In a truly wonderful comment I reckon, Campbell says:
“People say that what we’re all seeking is a meaning for life. I don’t think that’s what we’re really seeking. I think that what we’re seeking is an experience of being alive, so that our life experiences on the purely physical place will have resonances within our own innermost being and reality, so that we actually feel the rapture of being alive.
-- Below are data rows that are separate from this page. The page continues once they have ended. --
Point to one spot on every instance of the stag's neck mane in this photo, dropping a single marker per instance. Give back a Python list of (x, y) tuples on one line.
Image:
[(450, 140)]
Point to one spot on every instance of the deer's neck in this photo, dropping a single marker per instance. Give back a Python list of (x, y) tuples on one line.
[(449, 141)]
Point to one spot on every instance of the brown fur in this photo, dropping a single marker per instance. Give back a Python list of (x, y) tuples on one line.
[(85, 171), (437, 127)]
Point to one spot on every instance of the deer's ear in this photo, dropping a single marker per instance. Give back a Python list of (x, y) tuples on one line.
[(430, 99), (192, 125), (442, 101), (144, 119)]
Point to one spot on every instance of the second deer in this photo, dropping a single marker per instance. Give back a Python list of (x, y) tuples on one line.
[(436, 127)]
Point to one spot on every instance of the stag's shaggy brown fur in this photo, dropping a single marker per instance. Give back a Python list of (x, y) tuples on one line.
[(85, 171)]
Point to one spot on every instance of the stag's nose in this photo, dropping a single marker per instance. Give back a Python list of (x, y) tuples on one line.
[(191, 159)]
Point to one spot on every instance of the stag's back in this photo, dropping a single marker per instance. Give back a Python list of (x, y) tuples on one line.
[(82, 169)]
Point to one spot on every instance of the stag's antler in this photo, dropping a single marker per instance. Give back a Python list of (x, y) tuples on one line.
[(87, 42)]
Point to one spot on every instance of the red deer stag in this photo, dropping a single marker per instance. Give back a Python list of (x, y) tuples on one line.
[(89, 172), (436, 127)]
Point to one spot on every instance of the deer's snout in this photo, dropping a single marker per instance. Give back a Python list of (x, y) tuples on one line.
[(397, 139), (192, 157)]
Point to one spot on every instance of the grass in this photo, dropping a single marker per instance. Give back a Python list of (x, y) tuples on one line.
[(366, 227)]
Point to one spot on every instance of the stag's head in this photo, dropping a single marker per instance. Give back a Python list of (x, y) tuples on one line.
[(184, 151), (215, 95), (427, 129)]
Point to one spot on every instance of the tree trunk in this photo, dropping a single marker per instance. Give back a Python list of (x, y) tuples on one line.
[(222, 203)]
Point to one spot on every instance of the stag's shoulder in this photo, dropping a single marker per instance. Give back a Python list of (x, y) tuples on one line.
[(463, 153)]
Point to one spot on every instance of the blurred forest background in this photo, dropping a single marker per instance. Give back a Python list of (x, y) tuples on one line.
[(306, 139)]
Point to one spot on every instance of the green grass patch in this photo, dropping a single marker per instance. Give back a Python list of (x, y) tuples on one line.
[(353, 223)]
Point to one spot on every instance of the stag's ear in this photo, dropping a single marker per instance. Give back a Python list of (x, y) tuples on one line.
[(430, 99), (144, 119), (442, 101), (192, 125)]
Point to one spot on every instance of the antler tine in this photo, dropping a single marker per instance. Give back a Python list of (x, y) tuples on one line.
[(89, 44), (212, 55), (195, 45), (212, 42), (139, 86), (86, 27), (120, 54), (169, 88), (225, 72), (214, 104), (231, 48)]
That’s what it’s all finally about, and that’s what (myths) help us to find within ourselves” (Campbell 1988:5).
The Genesis myths are not to be taken literally as if they were history or science.
That’s the falsehood being taught as Creationism and Intelligent Design.
The Genesis myths are to be heard as stories offering clues
to the spiritual potentialities of the human life 'in relationship'.
And the new myth we need to hear at this time is:
we are all connected, and connected with the earth.
oo0oo
For many, the forest and the bush are ideal places to feel immersed in the mysteries of creation.
And the first Sunday in a ‘down under’ Spring
is a good day to begin the celebration of the Season of Creation.
Because Spring calls us forward to a ‘new’ religious sensitivity.
Of the need to reconstruct a theology
which requires humans to remember their kinship with creation.
The ‘old time’ religion was centred on the individual.
The ‘new’ religion needs to be centred in relationships and the environment.
Jesus attempted to model a new kind of community to his followers.
But for several reasons, some chose to turn away.
His model was too demanding.
His model was saying one’s actions should not just be seen
in terms of the end only,
but in terms of the whole network of effects.
They wanted to remain individuals,
so their own needs,
so their own sense of power, could be satisfied.
They couldn’t see that by not reaching out to others
- both out of concern as well as out of respect for the value of the other person -
they were stunting their own lives.
Those who turned away were people of small ‘size’...
To live the ‘new’ humanity which Jesus modelled,
requires us to become people of ‘S-I-Z-E’.
When we do, we begin to live in hope and can share in
the dream and the journey started by the Galilean.
Because the future is always different from the past.
And where there is life, there is hope.
Notes:
Campbell, J. 1988. The power of myth. Conversations with Bill Moyers. PBS TV. NY: New York. Doubleday/Bantam.
Collins, P. 1995. God’s earth. Religion as if it really mattered. VIC: Melbourne. HarperCollins.
Suzuki, D; A. McConnell. 1997. The sacred balance. Rediscovering our place in nature. NSW: Sydney. Allen & Unwin.